Articulación (ser humano)

    Las articulaciones se definen como las estructuras que sirven de unión a dos o más huesos próximos del esqueleto. Dependiendo de sus características pueden dar lugar a determinados movimientos más o menos complejos o bien dotar de flexibilidad a las estructuras óseas que relacionan.

    Estructura de una articulación sinovial.

    Las articulaciones se clasifican atendiendo a su estructura y a su función. Según su estructura, las articulaciones se dividen en tres grandes grupos: fibrosas, cuando el tejido que mantiene unidos a los huesos que forman la articulación es de tipo fibroso; cartilaginosas, cuando el tejido interpuesto es cartílago; y sinoviales, cuando entre ambos huesos existe un espacio relleno de un líquido amortiguador.

    Según su función las articulaciones pueden a su vez agruparse en otros tres tipos: sinartrosis (equivalentes a las fibrosas), cuando la articulación impide cualquier movimiento de los huesos que la forman; anfiartrosis (equivalentes a las cartilaginosas), cuando existe una pequeña movilidad articular; y diartrosis (equivalentes a las sinoviales), cuando permite libertad de movimiento. Éstas se subclasifican a su vez en uniaxiales, biaxiales y multiaxiales por el número de ejes en los que se produce el movimiento de la articulación. En las sinartrosis se incluyen las suturas de los huesos del cráneo, entre las anfiartrosis se encuentran las articulaciones que forman los discos intervertebrales y entre las diartrosis se englobarían la mayoría de las articulaciones del cuerpo humano.

    Las articulaciones sinoviales tienen una membrana que forma una cápsula y que está ocupada por un líquido que se denomina sinovial. La presencia de este líquido dentro de la articulación y de unos cartílagos articulares especiales permite que los movimientos de los huesos sean los adecuados, adaptando perfectamente las distintas partes involucradas.

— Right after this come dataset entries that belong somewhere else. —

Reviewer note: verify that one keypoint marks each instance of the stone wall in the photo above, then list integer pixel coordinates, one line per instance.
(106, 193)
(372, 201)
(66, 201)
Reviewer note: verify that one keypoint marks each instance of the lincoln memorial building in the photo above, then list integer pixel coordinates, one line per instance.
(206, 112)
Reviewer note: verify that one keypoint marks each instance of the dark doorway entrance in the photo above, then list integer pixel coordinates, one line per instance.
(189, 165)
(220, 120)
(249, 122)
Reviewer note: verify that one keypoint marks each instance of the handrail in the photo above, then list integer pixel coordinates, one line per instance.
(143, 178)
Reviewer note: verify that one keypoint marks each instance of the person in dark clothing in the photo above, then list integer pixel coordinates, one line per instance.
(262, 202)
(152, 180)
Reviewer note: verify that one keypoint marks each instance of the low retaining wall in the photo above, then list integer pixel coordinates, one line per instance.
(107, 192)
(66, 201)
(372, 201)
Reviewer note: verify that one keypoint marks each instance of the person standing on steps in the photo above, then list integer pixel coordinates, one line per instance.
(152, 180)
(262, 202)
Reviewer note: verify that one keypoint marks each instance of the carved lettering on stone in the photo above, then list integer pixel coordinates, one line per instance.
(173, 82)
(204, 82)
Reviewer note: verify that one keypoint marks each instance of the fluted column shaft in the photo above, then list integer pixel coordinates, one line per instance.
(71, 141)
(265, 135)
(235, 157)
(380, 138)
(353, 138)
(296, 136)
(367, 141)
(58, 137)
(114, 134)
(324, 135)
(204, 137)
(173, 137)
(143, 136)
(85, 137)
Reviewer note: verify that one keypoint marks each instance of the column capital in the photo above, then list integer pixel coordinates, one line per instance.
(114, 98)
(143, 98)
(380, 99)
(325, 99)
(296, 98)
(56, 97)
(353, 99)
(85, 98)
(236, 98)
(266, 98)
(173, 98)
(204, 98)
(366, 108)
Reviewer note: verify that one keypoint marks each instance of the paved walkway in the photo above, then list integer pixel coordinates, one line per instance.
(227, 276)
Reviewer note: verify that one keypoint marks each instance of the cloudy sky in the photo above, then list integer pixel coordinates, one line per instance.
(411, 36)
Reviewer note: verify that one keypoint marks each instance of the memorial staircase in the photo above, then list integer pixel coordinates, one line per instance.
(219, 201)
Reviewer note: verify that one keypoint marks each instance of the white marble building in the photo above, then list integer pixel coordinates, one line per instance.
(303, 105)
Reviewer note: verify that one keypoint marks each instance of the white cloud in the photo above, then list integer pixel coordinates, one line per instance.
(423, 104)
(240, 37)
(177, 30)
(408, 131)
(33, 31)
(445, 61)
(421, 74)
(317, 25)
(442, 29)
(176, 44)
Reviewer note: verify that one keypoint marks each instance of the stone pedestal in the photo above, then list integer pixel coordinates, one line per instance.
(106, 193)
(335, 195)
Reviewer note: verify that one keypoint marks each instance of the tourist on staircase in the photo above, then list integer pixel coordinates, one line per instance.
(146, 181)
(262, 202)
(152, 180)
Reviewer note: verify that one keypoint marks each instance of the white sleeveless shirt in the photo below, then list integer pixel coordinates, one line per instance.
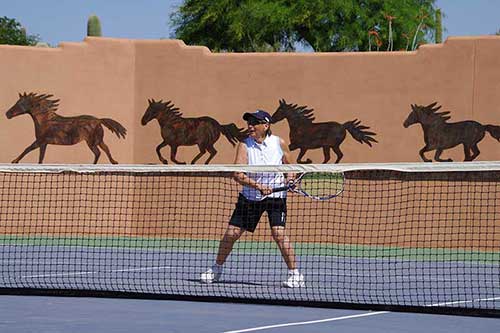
(268, 152)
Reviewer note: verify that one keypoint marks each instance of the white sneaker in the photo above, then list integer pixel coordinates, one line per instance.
(295, 280)
(212, 274)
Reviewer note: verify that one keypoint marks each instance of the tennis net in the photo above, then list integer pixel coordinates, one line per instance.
(410, 237)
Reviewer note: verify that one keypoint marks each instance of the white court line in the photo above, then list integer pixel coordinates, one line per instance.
(353, 316)
(308, 322)
(96, 272)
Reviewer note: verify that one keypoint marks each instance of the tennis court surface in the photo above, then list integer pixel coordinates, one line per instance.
(404, 237)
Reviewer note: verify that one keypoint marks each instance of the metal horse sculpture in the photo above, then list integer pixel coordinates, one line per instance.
(178, 131)
(51, 128)
(440, 135)
(304, 134)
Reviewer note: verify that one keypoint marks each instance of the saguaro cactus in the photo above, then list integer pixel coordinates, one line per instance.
(94, 26)
(439, 27)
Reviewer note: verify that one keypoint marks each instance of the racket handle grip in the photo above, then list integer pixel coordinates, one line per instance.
(281, 189)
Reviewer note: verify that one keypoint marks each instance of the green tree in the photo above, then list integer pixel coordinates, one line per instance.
(94, 26)
(12, 33)
(323, 25)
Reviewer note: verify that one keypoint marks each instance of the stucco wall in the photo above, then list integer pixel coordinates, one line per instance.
(114, 78)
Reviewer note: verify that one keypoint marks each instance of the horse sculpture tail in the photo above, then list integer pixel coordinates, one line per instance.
(359, 132)
(114, 127)
(233, 133)
(493, 130)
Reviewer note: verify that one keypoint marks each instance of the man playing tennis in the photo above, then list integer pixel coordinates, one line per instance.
(260, 148)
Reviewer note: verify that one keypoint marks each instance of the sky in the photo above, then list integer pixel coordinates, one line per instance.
(58, 21)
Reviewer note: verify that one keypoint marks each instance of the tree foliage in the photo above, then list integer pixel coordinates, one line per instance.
(323, 25)
(12, 33)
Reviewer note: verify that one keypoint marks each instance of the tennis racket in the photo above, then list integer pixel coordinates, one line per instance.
(316, 185)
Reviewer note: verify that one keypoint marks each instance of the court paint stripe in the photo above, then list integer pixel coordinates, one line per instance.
(308, 322)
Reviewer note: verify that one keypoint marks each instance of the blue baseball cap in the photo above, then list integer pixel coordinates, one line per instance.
(259, 115)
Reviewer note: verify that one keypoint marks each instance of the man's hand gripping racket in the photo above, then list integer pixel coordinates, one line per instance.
(316, 185)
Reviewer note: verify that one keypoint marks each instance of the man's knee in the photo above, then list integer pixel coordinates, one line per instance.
(232, 234)
(278, 234)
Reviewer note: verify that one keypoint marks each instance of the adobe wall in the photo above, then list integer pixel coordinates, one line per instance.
(114, 78)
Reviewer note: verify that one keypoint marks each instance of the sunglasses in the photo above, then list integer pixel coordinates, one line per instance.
(254, 122)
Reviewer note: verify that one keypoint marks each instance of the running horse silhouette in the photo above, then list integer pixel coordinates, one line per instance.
(178, 131)
(305, 135)
(440, 135)
(51, 128)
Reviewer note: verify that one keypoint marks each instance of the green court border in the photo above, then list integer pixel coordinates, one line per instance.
(264, 247)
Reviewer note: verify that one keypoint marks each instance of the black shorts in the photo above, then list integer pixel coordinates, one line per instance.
(247, 213)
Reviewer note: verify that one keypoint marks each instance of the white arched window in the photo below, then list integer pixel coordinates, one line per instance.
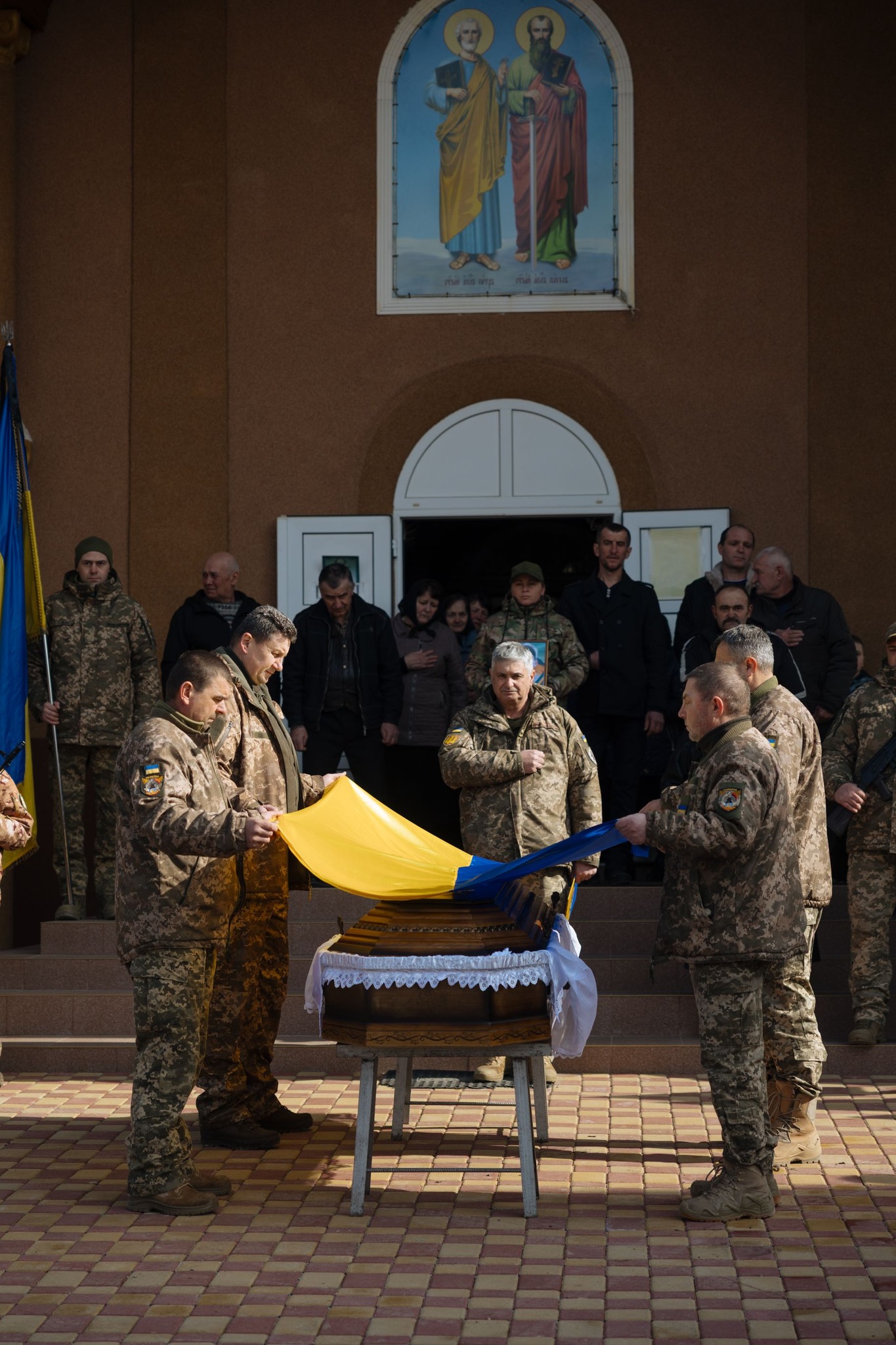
(471, 170)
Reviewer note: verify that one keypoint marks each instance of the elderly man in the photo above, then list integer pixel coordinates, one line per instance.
(105, 680)
(730, 608)
(865, 728)
(731, 906)
(530, 617)
(343, 682)
(735, 552)
(527, 778)
(624, 699)
(813, 625)
(207, 619)
(794, 1051)
(177, 891)
(240, 1107)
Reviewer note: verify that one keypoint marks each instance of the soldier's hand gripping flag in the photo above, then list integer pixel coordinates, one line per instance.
(20, 598)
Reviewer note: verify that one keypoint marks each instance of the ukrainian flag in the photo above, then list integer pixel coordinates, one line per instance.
(22, 615)
(356, 844)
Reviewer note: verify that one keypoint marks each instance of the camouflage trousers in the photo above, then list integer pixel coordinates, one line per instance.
(172, 992)
(794, 1049)
(729, 1000)
(872, 898)
(75, 762)
(247, 1000)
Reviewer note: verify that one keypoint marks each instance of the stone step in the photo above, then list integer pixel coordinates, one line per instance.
(297, 1056)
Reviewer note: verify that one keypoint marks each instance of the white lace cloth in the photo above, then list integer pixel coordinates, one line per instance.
(572, 990)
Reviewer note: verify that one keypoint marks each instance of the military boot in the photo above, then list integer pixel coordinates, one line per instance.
(798, 1141)
(490, 1071)
(738, 1192)
(867, 1032)
(700, 1188)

    Por fuera de la cápsula se encuentran los ligamentos, que son estructuras que unen dos huesos de una misma articulación. Están formados por fibras de colágeno. Son los encargados, junto con los músculos, de dar estabilidad a la articulación.

    Situación de los ligamentos en la articulación.

    Toda articulación tiene estructuras nerviosas y sanguíneas asociadas. Los nervios se encargan por un lado de percibir sensaciones dolorosas (por ejemplo cuando se presiona o se recibe un golpe) y por otro lado de informar al cerebro de la posición exacta de la articulación. Las arterias tienen como función aportar nutrientes y oxígeno a las distintas estructuras, mientras que las venas recogen los productos de desecho. Tanto los nervios como los vasos sanguíneos siguen caminos paralelos.